Lecture 13: Area/Time Trade Off

5:00 Introduction

Practical issues for the coming few lectures:
- Today I will finish class exceptionall at 5:45PM.
  additional material will be available online (video)
- Next week (3/26, 3/28) I am traveling.
  I will post the lectures online; they will include
  tool demonstrations

Laying out the topics going forward:

So far, we concentraded on creating functionally correct circuits in
Verilog. In the next few lectures, we will be focusing on optimization
and trade-offs, in addition to further deepening out our expertise in
hardware design:

Optimization:
- L13: Area/Time tradeoffs
- L17: Pipelining and Retiming
- L18: Unfolding

Further into hardare design:
- L14: Hardware synthesis of Memories
- L15: Timing Simulation
- L16: Working w IP modules

5:05 Area/Time tradeoff

The product of the area of a circuit, with its delay (latency),
represents the AREA-DELAY product. It is a popular complexity metric
to study the quality of a digital circuit.

Say you have a design with 400 Gates, and it has a latency of 20
cycles to compute an output from an input, then that design has an
area-delay of 400*20 = 8000 gate-cycles.

The area-delay product represents a cost metric. It expresses how well
the hardware is used to compute a result.
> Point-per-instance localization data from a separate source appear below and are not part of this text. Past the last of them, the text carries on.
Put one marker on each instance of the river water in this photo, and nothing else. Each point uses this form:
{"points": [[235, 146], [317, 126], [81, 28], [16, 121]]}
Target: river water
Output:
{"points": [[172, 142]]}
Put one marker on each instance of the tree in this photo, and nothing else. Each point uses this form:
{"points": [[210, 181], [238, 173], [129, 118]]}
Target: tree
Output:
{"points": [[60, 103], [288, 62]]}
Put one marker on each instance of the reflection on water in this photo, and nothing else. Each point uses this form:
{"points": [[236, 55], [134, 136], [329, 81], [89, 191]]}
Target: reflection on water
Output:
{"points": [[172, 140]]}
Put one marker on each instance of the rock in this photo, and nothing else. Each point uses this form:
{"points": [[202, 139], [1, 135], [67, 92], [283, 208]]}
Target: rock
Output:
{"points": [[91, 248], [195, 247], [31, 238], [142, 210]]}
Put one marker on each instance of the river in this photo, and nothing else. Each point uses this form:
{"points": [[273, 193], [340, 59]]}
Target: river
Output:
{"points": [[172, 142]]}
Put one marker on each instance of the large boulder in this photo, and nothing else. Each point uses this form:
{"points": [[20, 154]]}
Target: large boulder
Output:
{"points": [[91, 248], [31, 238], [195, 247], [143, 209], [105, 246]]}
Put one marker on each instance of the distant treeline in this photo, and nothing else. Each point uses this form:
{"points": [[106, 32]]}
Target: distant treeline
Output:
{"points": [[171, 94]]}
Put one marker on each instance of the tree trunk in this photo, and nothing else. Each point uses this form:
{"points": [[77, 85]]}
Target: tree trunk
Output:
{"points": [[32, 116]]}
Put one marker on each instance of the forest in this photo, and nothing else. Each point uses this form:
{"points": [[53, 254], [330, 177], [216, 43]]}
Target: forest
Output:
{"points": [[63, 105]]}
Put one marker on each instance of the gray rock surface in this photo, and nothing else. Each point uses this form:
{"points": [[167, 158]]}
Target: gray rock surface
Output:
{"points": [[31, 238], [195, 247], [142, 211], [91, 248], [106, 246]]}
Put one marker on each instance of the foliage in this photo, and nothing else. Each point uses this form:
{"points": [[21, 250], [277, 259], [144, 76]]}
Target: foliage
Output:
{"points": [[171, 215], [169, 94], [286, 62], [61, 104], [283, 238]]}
The area-delay product can be used to compare one design to another
one.  In general, a lower area-delay product is better.
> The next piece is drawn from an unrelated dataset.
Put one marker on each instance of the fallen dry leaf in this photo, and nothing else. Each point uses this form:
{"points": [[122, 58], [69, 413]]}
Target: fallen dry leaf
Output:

When you OPTIMIZE a design, you would try to reduce the area-delay
product.  When you evaluate a TRADE-OFF of a design, you would try to
exchange a better area for a worse delay, or vice versa. Hence, a
trade-off does not have to change the area-delay product. Then, how do
we compare the area-delay product of such designs?

We need to capture these designs in a single design-space, the area-delay
design space:

                | Area
                |
                |    X Design 1
                |          X Design 2
                |                      X Design 3
                |
                |                             Delay
                +----------------------------------

For these three designs:

        Area (Design 1) > Area (Design 2) > Area (Design 3)
        Delay (Design 1) < Delay (Design 2) < Delay (Design 3)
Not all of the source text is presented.